4.      Akan diminta X-Ray medulla spinalis.
5.      Akan diambil photografi dari lesi.
6.      Persiapan operasi.       
7.      Suatu catatan aktifitas otot pada anggota gerak bawah dan sringter anal akan dilakukan oleh fisioterapi.
8.      Pembedahan medulla spinalis yang terpapar ditutupi dengan penutup durameter dan kulit dijahit diatas dura yang diperbaiki. Jika celah besar, maka perlu digunakan kulit yang lebih besar untuk menutupi cacat. Pada bayi ini drain sedot diinsersikan dibawah flap.
Perawatan pasca bedah :
1.      Pemberian makan per oral dapat diberikan 4 jam setelah pembedahan.
2.      Jika ada drain penyedotan luka makan harus diperiksa setiap jam untuk menjamin tidak adanya belitan atau tekukan pada saluran dan terjaganya tekanan negatif dan wadah.

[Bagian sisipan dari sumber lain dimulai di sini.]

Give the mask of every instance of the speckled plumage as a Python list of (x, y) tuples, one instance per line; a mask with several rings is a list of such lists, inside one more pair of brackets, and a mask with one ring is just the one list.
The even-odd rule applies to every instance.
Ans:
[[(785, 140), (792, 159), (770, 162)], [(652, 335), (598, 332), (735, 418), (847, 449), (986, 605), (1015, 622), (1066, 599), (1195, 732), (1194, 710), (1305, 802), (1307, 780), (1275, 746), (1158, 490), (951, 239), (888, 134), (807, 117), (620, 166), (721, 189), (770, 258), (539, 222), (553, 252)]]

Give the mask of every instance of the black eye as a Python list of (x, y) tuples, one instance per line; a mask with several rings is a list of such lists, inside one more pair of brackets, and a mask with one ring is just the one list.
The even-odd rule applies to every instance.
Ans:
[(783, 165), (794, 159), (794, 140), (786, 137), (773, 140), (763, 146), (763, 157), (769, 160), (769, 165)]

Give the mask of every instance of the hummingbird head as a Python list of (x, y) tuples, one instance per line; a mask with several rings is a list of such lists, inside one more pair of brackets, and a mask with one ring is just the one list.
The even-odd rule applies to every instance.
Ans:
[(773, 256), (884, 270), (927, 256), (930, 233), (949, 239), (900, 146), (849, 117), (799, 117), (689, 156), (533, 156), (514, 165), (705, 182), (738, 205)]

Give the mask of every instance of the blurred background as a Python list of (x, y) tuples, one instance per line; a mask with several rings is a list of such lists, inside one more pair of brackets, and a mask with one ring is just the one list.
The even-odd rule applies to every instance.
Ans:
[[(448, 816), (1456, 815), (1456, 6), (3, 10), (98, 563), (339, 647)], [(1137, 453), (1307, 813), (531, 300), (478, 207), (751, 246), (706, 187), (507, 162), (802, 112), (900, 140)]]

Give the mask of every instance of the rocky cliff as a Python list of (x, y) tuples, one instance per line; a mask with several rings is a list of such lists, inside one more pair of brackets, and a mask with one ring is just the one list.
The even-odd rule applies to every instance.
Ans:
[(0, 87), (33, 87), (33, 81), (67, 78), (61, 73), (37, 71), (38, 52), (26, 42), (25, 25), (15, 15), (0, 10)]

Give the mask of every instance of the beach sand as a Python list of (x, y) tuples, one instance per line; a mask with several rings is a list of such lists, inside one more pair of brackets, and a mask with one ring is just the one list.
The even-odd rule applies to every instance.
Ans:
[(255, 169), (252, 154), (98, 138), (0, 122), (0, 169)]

Lingkar kepala diukur dan dibuat grafik sekali atau dua kali seminggu. Sering kali terdapat peningkatan awal dalam pengukuran setelah penutupan cacat spinal dan jika peningkatan ini berlanjut dan terjadi perkembangan hidrochephalus maka harus diberikan terapi yang sesuai.

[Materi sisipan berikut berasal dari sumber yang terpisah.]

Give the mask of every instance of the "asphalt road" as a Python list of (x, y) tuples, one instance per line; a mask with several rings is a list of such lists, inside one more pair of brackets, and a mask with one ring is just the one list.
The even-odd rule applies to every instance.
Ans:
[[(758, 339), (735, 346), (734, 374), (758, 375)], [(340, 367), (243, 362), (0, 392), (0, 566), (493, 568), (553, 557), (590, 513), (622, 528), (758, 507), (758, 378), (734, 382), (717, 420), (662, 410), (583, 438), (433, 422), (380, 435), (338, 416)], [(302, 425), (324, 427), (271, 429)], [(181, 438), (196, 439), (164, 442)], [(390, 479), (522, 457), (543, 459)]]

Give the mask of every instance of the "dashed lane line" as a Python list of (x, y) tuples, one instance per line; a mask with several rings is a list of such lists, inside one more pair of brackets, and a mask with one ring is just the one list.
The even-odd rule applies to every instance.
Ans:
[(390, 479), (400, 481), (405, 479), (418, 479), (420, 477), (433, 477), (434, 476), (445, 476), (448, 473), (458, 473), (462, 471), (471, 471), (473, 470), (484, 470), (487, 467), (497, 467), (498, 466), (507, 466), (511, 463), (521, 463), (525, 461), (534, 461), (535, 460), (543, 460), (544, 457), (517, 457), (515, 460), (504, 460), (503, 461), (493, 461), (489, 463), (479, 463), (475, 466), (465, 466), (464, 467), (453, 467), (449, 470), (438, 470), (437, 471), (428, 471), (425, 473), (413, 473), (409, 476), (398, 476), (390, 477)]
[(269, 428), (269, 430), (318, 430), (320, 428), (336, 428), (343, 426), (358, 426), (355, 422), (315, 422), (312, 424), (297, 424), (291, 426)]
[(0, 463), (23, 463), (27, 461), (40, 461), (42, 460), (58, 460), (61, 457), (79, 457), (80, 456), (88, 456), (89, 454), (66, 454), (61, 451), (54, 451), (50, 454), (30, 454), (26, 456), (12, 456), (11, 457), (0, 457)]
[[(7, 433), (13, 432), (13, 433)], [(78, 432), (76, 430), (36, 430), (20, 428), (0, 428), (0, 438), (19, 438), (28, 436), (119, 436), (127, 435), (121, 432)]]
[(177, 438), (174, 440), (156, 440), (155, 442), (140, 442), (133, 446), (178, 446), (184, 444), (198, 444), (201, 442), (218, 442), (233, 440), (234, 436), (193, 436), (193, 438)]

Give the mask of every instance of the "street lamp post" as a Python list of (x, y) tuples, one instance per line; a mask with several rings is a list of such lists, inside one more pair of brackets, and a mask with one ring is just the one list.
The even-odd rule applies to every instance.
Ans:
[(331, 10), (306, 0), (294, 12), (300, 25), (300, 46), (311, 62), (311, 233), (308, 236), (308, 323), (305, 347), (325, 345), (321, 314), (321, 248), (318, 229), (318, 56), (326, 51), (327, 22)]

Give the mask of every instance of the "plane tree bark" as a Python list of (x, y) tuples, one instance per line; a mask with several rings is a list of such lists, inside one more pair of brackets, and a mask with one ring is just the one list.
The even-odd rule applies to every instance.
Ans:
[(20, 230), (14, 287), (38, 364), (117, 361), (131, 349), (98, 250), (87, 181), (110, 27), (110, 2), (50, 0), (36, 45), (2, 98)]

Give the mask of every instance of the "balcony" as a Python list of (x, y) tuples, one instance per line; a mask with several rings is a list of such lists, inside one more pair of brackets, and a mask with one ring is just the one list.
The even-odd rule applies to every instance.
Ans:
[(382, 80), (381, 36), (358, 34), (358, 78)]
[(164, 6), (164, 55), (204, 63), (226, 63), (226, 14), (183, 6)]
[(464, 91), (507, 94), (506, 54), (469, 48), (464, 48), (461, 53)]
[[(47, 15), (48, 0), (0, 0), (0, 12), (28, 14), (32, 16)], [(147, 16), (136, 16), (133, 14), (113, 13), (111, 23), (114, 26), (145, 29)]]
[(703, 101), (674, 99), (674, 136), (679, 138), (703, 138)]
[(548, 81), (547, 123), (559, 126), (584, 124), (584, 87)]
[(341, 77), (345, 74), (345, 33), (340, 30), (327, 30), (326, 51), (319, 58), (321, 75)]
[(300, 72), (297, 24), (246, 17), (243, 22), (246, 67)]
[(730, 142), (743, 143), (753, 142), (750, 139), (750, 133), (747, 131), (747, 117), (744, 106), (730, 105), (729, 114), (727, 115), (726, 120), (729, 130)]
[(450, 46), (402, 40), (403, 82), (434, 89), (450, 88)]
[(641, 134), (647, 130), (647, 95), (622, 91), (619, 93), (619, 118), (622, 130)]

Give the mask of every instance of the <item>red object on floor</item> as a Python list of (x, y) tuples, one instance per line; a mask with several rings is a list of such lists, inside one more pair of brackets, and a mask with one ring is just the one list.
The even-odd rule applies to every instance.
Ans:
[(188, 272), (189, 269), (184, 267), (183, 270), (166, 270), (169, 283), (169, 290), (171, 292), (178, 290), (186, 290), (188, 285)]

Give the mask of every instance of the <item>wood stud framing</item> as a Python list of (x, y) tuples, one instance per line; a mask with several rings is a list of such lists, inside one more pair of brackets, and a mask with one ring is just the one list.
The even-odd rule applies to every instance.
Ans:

Tindakan yang harus dilakukan adalah :
1.      Cegah infeksi perlukaan ensefalokel waktu lahir, menutup luka dengan kasa steril setelah lahir.
2.      Persiapan operasi dilakukan sedini mungkin untuk mencegah infeksi otak yang sangat berbahaya. Biasanya dilakukan pembedahan untuk mengembalikan jaringan otak yang menonjol kedalam tulang tengkorak, membuang kantung dan memperbaiki kelainan kraniofasil yang terjadi :
a.       Sebelum operasi, bayi dimasukkan ke dalam inkubator dengan kondisi tanpa baju.
b.      Jika kantong Bayi besar tidurkan bayi dengan posisi terlungkup untuk mencegah infeksi.
c.       Berkolaborasi dengan dokter anak, ahli bedah saraf, ahli ortopedi , dan ahli urologi, terutama pada tindakn pembedahan.
d.      Melakukan informed consent dan informed choice pada keluarga.
3.      Pasca operasi perhatikan luka agar tidak basah, ditarik atau digaruk bayi perhatikan mungkin terjadi hidrosefalus ukur lingkar kepala, pemberian antibiotik dan kolaborasi.